Marochnik et al. (1988, Science 242, 547–550) estimated that the angular momentum of the Oort cloud is between 5 × 1052 and 2 × 1053 g cm2 sec-1, two to three orders of magnitude greater than the total angular momentum of the planetary system. However, most of the angular momentum in the present-day Oort cloud is the result of the action of external perturbers over the history of the solar system. In addition, some Oort cloud parameters used by Marochnik et al. tend to be higher than current best estimates. It is shown that the total angular momentum of the current Oort cloud is likely between 6.0 × 1050 and 1.1 × 1051 g cm2 sec-1, and the original angular momentum was likely a factor of 5 less than that.

Another non-zero estimate. Simply assuming zero angular momentum because the estimates are, well, fuzzy, is not logically justified. Why? All of the other objects [in however to define the limits of the solar system] have angular momentum. You could place an object like Deimos at 50,000 AU (one conservative estimate of the outer limits of the Oort Cloud.), then accelerate it. It would have a LOT of angular momentum. Move it out to 100K AU (another different estimate)
and even more angular momentum. I do not think that current technology would be able to "perceive" something like that. You may know. Which is why we get estimates that vary.

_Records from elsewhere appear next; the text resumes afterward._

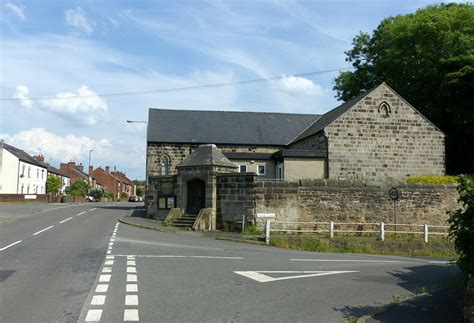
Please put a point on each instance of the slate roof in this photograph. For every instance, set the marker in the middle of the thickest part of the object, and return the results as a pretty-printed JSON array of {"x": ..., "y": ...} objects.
[
  {"x": 23, "y": 156},
  {"x": 225, "y": 127},
  {"x": 330, "y": 116},
  {"x": 207, "y": 155}
]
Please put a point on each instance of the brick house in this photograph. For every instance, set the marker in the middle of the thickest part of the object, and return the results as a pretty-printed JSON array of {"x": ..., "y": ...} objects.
[{"x": 375, "y": 136}]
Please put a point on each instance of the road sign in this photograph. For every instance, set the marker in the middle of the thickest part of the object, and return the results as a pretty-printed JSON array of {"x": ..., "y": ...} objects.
[
  {"x": 394, "y": 193},
  {"x": 261, "y": 276}
]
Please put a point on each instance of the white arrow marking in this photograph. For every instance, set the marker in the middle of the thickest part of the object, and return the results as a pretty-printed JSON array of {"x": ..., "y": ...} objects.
[{"x": 262, "y": 278}]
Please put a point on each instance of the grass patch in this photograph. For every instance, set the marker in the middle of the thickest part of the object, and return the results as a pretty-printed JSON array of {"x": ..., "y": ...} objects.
[{"x": 411, "y": 245}]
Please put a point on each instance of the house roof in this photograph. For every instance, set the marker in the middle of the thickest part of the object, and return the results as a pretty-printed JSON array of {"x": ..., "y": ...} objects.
[
  {"x": 330, "y": 116},
  {"x": 225, "y": 127},
  {"x": 23, "y": 156},
  {"x": 207, "y": 155}
]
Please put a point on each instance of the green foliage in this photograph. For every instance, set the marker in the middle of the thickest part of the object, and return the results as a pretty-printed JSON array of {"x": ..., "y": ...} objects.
[
  {"x": 79, "y": 188},
  {"x": 461, "y": 228},
  {"x": 428, "y": 57},
  {"x": 432, "y": 179},
  {"x": 96, "y": 193},
  {"x": 53, "y": 185}
]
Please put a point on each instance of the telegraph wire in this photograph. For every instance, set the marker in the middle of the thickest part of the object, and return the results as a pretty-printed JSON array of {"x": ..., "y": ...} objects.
[{"x": 178, "y": 89}]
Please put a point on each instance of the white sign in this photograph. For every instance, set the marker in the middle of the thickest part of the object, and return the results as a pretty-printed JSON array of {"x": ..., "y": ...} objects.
[
  {"x": 265, "y": 215},
  {"x": 262, "y": 278}
]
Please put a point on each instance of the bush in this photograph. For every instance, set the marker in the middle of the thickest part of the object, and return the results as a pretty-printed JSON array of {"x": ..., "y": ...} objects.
[
  {"x": 462, "y": 226},
  {"x": 432, "y": 179}
]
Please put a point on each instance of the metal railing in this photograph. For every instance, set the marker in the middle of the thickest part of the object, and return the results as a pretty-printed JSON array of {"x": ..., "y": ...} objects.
[{"x": 332, "y": 228}]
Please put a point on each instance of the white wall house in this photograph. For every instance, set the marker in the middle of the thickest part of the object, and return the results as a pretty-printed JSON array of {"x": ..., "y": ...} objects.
[{"x": 20, "y": 173}]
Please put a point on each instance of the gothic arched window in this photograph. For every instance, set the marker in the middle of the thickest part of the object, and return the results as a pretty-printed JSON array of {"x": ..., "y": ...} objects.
[{"x": 165, "y": 163}]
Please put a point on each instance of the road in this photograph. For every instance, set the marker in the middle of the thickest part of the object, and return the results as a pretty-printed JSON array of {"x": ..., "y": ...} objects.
[{"x": 91, "y": 268}]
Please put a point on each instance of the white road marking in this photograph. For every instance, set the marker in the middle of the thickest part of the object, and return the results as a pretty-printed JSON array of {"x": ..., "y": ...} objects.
[
  {"x": 132, "y": 278},
  {"x": 130, "y": 315},
  {"x": 93, "y": 315},
  {"x": 262, "y": 278},
  {"x": 347, "y": 260},
  {"x": 104, "y": 278},
  {"x": 131, "y": 257},
  {"x": 131, "y": 299},
  {"x": 98, "y": 300},
  {"x": 11, "y": 245},
  {"x": 36, "y": 233},
  {"x": 132, "y": 288},
  {"x": 102, "y": 288}
]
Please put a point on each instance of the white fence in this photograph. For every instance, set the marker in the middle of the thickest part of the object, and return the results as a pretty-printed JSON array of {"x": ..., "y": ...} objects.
[{"x": 332, "y": 228}]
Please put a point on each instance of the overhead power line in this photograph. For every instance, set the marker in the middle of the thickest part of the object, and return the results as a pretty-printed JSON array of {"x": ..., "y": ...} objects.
[{"x": 177, "y": 89}]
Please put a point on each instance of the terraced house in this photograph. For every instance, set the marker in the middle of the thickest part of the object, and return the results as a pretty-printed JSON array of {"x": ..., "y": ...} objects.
[{"x": 377, "y": 135}]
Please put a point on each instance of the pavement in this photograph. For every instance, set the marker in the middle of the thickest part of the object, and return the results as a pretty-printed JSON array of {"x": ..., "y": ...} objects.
[{"x": 80, "y": 263}]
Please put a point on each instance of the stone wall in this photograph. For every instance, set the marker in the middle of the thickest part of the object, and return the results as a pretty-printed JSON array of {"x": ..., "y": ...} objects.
[
  {"x": 352, "y": 201},
  {"x": 235, "y": 199},
  {"x": 178, "y": 152},
  {"x": 370, "y": 142}
]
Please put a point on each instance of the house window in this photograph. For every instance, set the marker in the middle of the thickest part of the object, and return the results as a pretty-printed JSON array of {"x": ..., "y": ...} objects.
[
  {"x": 243, "y": 168},
  {"x": 165, "y": 163}
]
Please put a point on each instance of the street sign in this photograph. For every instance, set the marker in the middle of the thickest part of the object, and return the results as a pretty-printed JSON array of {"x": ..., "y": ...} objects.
[{"x": 394, "y": 193}]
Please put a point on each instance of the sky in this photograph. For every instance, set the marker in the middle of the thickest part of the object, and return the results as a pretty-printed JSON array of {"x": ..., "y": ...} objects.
[{"x": 56, "y": 56}]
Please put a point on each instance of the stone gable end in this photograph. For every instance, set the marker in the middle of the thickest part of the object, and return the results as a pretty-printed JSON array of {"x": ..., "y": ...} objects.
[{"x": 382, "y": 136}]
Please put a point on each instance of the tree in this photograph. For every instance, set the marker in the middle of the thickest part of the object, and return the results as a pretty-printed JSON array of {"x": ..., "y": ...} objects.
[
  {"x": 79, "y": 188},
  {"x": 53, "y": 185},
  {"x": 461, "y": 228},
  {"x": 428, "y": 58}
]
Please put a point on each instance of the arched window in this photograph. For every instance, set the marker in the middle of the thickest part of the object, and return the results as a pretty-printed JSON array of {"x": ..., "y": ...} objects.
[
  {"x": 385, "y": 109},
  {"x": 165, "y": 163}
]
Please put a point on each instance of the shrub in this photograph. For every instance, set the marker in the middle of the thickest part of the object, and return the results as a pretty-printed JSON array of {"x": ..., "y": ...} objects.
[
  {"x": 462, "y": 226},
  {"x": 432, "y": 179}
]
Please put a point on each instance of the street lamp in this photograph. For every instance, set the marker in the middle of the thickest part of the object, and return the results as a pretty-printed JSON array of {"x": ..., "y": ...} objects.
[
  {"x": 146, "y": 160},
  {"x": 89, "y": 169}
]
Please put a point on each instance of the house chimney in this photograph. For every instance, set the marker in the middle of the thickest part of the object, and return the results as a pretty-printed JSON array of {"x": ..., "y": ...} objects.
[{"x": 39, "y": 157}]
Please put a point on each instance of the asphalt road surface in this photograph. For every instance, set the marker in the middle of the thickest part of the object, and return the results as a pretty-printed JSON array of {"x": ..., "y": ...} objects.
[{"x": 77, "y": 263}]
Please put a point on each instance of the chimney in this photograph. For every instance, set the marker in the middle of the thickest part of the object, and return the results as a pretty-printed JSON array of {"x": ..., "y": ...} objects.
[{"x": 39, "y": 157}]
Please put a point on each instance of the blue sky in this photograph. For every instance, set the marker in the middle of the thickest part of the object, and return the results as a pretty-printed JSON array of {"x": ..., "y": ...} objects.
[{"x": 81, "y": 48}]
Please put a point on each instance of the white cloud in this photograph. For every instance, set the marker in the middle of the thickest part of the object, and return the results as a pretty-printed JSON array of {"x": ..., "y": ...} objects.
[
  {"x": 83, "y": 106},
  {"x": 60, "y": 148},
  {"x": 16, "y": 9},
  {"x": 77, "y": 18},
  {"x": 21, "y": 93},
  {"x": 300, "y": 85}
]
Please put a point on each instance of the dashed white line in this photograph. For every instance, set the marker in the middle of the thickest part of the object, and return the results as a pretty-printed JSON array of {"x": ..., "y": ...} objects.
[
  {"x": 130, "y": 315},
  {"x": 131, "y": 300},
  {"x": 98, "y": 300},
  {"x": 11, "y": 245},
  {"x": 36, "y": 233},
  {"x": 93, "y": 315}
]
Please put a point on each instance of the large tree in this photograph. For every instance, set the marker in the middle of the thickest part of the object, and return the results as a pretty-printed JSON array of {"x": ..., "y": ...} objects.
[{"x": 428, "y": 58}]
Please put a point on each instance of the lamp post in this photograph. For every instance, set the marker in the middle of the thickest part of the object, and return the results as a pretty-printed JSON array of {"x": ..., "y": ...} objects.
[
  {"x": 146, "y": 160},
  {"x": 89, "y": 167}
]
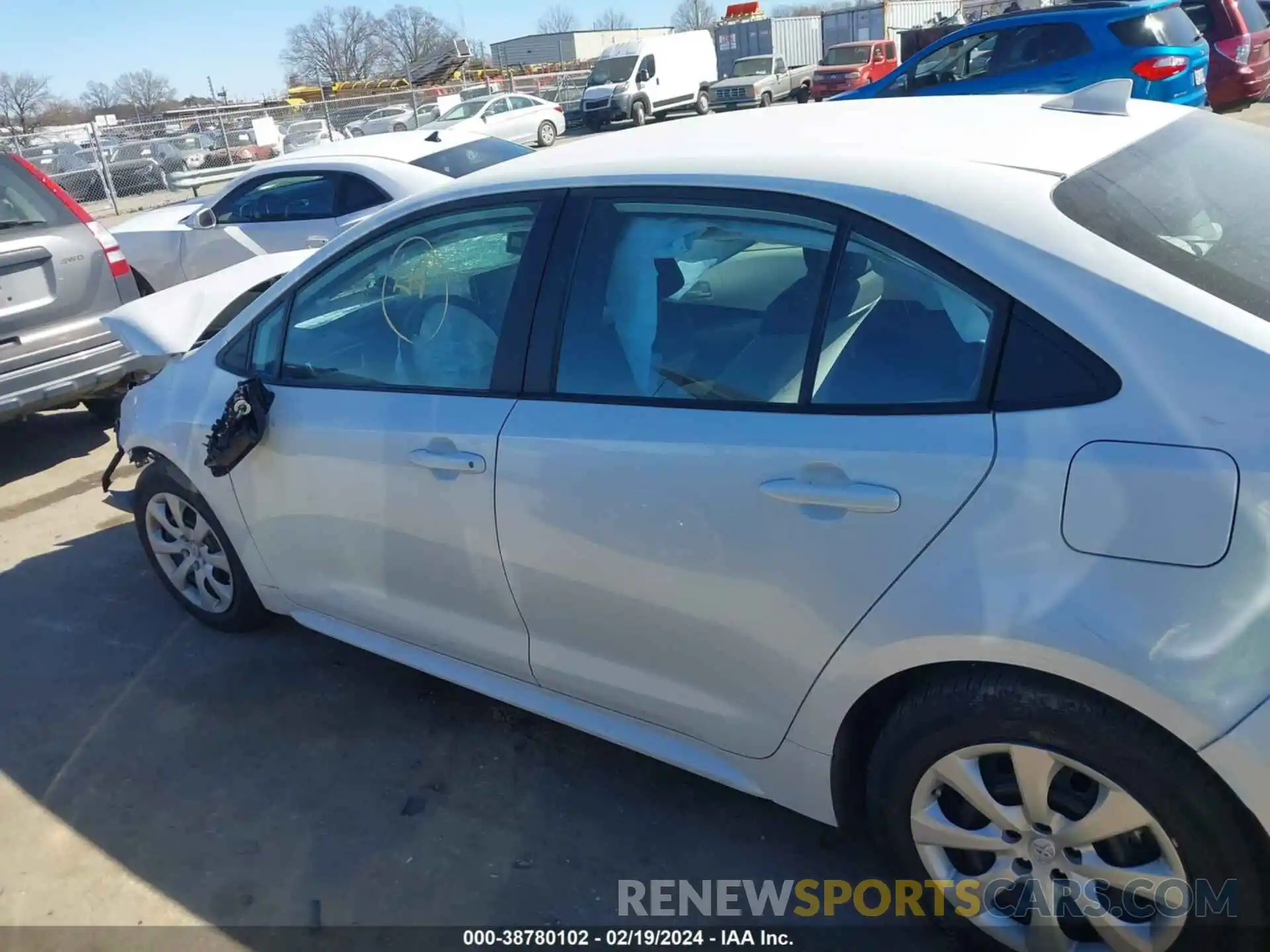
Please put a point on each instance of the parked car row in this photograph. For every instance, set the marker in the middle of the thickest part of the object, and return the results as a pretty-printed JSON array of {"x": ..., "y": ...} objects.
[{"x": 920, "y": 489}]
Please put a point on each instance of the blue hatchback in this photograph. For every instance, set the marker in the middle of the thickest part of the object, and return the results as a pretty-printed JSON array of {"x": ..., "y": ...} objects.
[{"x": 1060, "y": 50}]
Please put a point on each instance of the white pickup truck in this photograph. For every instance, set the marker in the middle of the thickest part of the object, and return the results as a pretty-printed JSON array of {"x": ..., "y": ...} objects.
[{"x": 761, "y": 80}]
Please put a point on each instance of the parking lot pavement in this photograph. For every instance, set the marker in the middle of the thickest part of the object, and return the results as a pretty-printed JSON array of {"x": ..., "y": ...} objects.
[{"x": 155, "y": 771}]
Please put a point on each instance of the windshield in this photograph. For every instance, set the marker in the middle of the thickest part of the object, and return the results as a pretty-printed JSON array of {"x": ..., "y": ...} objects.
[
  {"x": 753, "y": 66},
  {"x": 465, "y": 111},
  {"x": 846, "y": 56},
  {"x": 616, "y": 70},
  {"x": 1166, "y": 201}
]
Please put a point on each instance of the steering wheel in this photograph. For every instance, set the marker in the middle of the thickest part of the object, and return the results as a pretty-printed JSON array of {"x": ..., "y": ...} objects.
[{"x": 421, "y": 306}]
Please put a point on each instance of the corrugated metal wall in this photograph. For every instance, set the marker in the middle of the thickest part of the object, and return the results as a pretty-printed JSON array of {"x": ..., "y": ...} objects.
[
  {"x": 796, "y": 38},
  {"x": 567, "y": 48},
  {"x": 906, "y": 15},
  {"x": 853, "y": 26}
]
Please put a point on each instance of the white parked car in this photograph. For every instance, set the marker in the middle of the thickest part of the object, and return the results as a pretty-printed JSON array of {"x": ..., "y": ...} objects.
[
  {"x": 513, "y": 116},
  {"x": 393, "y": 118},
  {"x": 927, "y": 476},
  {"x": 306, "y": 134},
  {"x": 298, "y": 201}
]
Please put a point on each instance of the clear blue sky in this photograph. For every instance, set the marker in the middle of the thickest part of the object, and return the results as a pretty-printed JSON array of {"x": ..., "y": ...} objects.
[{"x": 234, "y": 41}]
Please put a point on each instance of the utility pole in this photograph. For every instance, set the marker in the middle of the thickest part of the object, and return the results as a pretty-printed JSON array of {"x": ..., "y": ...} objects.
[{"x": 220, "y": 121}]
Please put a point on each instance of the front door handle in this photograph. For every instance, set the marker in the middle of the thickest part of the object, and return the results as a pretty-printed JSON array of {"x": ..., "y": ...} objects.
[
  {"x": 448, "y": 461},
  {"x": 853, "y": 496}
]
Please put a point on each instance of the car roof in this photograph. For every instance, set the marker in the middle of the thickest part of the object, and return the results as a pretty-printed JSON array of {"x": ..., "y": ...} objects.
[
  {"x": 840, "y": 141},
  {"x": 398, "y": 146}
]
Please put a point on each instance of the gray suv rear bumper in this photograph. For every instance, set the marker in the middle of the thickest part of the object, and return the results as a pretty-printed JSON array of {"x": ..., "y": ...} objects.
[{"x": 66, "y": 380}]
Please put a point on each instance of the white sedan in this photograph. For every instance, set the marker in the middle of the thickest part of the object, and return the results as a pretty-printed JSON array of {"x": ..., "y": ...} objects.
[
  {"x": 393, "y": 118},
  {"x": 513, "y": 116},
  {"x": 299, "y": 201},
  {"x": 927, "y": 476}
]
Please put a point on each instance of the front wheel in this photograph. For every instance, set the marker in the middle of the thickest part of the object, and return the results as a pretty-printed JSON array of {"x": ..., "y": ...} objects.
[
  {"x": 190, "y": 553},
  {"x": 1056, "y": 816}
]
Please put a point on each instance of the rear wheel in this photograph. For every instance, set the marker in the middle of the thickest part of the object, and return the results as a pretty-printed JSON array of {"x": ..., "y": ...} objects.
[
  {"x": 1060, "y": 818},
  {"x": 190, "y": 550}
]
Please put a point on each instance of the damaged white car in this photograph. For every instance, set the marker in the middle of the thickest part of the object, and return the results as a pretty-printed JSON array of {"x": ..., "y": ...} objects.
[{"x": 929, "y": 476}]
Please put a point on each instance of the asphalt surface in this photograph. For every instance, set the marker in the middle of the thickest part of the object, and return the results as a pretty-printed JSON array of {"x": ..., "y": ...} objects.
[{"x": 154, "y": 771}]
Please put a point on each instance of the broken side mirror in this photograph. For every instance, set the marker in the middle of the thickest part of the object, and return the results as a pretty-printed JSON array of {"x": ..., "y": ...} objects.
[{"x": 239, "y": 428}]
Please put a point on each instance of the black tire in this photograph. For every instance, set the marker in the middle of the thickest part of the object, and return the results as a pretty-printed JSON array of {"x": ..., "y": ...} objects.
[
  {"x": 105, "y": 411},
  {"x": 244, "y": 612},
  {"x": 1206, "y": 825}
]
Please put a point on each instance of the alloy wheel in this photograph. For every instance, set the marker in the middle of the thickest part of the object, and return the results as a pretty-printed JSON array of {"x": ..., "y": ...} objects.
[
  {"x": 190, "y": 553},
  {"x": 1060, "y": 857}
]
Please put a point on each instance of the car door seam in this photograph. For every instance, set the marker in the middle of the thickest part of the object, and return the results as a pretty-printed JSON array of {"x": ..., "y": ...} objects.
[
  {"x": 904, "y": 571},
  {"x": 498, "y": 542}
]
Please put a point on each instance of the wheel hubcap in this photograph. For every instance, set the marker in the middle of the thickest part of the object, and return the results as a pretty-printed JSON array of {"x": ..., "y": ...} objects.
[
  {"x": 190, "y": 553},
  {"x": 1058, "y": 857}
]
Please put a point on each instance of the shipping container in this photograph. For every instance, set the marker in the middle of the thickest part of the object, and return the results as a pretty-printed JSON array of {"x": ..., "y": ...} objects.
[
  {"x": 883, "y": 20},
  {"x": 853, "y": 26},
  {"x": 795, "y": 38}
]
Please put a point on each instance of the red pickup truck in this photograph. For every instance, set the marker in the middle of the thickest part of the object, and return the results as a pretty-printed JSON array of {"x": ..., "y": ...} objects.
[{"x": 853, "y": 65}]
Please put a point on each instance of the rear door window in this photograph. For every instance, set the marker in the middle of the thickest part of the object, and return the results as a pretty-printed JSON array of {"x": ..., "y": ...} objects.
[
  {"x": 1167, "y": 27},
  {"x": 1167, "y": 201}
]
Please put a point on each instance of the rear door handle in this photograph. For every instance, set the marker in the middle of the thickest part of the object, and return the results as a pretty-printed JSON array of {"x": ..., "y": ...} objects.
[
  {"x": 853, "y": 496},
  {"x": 452, "y": 461}
]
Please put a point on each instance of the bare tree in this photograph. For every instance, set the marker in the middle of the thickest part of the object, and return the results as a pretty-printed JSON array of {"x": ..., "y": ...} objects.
[
  {"x": 98, "y": 97},
  {"x": 144, "y": 91},
  {"x": 334, "y": 45},
  {"x": 613, "y": 18},
  {"x": 694, "y": 15},
  {"x": 411, "y": 33},
  {"x": 23, "y": 97},
  {"x": 558, "y": 19}
]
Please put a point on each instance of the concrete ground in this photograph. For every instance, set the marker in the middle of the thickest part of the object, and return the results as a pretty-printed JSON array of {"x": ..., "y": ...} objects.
[{"x": 154, "y": 771}]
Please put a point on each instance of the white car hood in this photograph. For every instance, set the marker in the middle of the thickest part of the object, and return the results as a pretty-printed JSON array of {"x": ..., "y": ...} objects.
[
  {"x": 160, "y": 219},
  {"x": 169, "y": 321}
]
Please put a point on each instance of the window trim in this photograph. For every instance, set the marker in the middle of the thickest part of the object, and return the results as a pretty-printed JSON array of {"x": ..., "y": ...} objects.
[
  {"x": 257, "y": 180},
  {"x": 507, "y": 376},
  {"x": 549, "y": 317}
]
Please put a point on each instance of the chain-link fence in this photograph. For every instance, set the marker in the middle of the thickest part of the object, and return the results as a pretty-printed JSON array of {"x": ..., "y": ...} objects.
[{"x": 135, "y": 165}]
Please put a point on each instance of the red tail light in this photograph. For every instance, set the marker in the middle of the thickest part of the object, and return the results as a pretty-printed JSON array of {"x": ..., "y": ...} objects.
[
  {"x": 110, "y": 247},
  {"x": 1236, "y": 48},
  {"x": 1159, "y": 67}
]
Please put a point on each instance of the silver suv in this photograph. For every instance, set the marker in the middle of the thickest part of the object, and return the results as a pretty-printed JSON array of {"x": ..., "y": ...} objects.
[{"x": 60, "y": 272}]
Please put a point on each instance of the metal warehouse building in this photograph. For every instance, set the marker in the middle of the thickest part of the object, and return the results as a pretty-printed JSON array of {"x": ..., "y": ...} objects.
[{"x": 575, "y": 46}]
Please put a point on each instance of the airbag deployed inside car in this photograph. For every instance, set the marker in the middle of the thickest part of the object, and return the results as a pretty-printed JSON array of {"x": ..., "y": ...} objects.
[{"x": 240, "y": 427}]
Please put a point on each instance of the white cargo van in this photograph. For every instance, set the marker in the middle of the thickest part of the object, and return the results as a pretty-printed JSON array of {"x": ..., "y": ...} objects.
[{"x": 647, "y": 78}]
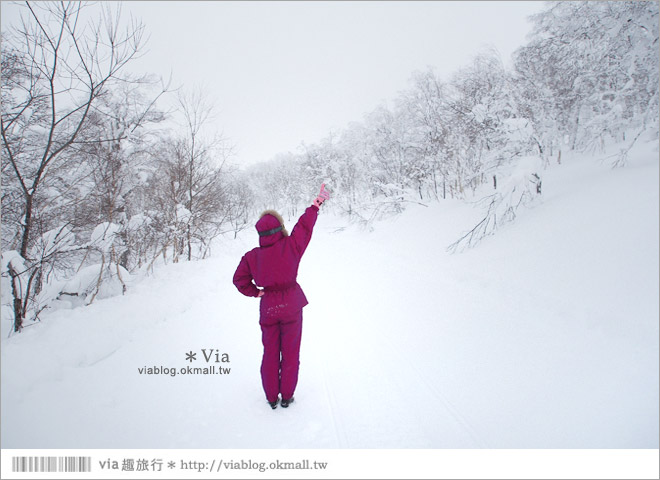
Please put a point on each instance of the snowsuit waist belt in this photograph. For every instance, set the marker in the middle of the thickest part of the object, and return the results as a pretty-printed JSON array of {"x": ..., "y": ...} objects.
[{"x": 280, "y": 288}]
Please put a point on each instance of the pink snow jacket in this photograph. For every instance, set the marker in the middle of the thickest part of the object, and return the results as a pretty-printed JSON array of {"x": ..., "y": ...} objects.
[{"x": 274, "y": 265}]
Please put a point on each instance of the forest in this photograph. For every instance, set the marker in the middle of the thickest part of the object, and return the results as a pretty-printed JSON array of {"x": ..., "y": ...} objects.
[{"x": 96, "y": 188}]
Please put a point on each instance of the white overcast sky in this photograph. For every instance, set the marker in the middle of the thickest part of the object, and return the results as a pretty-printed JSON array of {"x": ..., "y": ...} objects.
[{"x": 283, "y": 73}]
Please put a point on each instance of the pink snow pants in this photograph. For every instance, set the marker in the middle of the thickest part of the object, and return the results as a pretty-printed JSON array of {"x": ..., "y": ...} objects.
[{"x": 279, "y": 366}]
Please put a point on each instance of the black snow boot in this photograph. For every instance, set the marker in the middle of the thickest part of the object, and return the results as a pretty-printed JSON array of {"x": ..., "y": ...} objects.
[{"x": 286, "y": 403}]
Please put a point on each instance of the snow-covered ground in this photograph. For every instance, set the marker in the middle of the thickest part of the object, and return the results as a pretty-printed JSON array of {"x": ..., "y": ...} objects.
[{"x": 544, "y": 336}]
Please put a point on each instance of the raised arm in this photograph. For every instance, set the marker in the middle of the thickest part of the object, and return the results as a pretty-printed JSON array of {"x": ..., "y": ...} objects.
[{"x": 302, "y": 232}]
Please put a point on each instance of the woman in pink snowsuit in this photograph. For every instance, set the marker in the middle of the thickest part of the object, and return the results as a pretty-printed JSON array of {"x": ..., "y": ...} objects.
[{"x": 269, "y": 272}]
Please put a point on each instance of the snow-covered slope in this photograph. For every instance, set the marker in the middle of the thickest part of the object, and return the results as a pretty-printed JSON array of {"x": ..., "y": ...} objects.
[{"x": 544, "y": 336}]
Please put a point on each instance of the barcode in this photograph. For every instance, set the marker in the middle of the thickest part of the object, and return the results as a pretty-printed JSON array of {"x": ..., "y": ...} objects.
[{"x": 51, "y": 464}]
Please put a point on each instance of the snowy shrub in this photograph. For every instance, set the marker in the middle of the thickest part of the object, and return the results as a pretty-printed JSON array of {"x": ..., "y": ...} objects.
[{"x": 521, "y": 188}]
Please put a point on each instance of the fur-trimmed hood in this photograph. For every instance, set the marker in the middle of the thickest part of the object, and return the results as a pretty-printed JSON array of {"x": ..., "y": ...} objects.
[{"x": 270, "y": 220}]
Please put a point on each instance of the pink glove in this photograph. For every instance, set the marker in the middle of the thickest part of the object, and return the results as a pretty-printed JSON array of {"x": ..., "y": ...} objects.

https://theplanets.org/deimos/

 

[alantheastronomer]

Yes, that lower estimate is from Weissman, but again, that's just a sum of individual values. No one's arguing that individual objects don't have non-zero angular momenta, or that the estimates are fuzzy and therefore don't exist; current observations don't seem to find any preferential direction for cometary orbits - there are just as many prograde orbits as retrograde. Which is why the Oort cloud hasn't settled into a disk, which is the question that began this thread. You're right, we can't observe comets out to the distance of the Oort cloud; they're much too dim. Estimates for their brightness put them at magnitude 60, while the brightness of the background sky is magnitude 27...

 

[Jonathan212]

So speaking generally about formations like the Oort cloud, the Kuiper belt, others that may exist elsewhere, or even smaller-scale ones like the rings of Saturn, why don't they all have zero total angular momentum?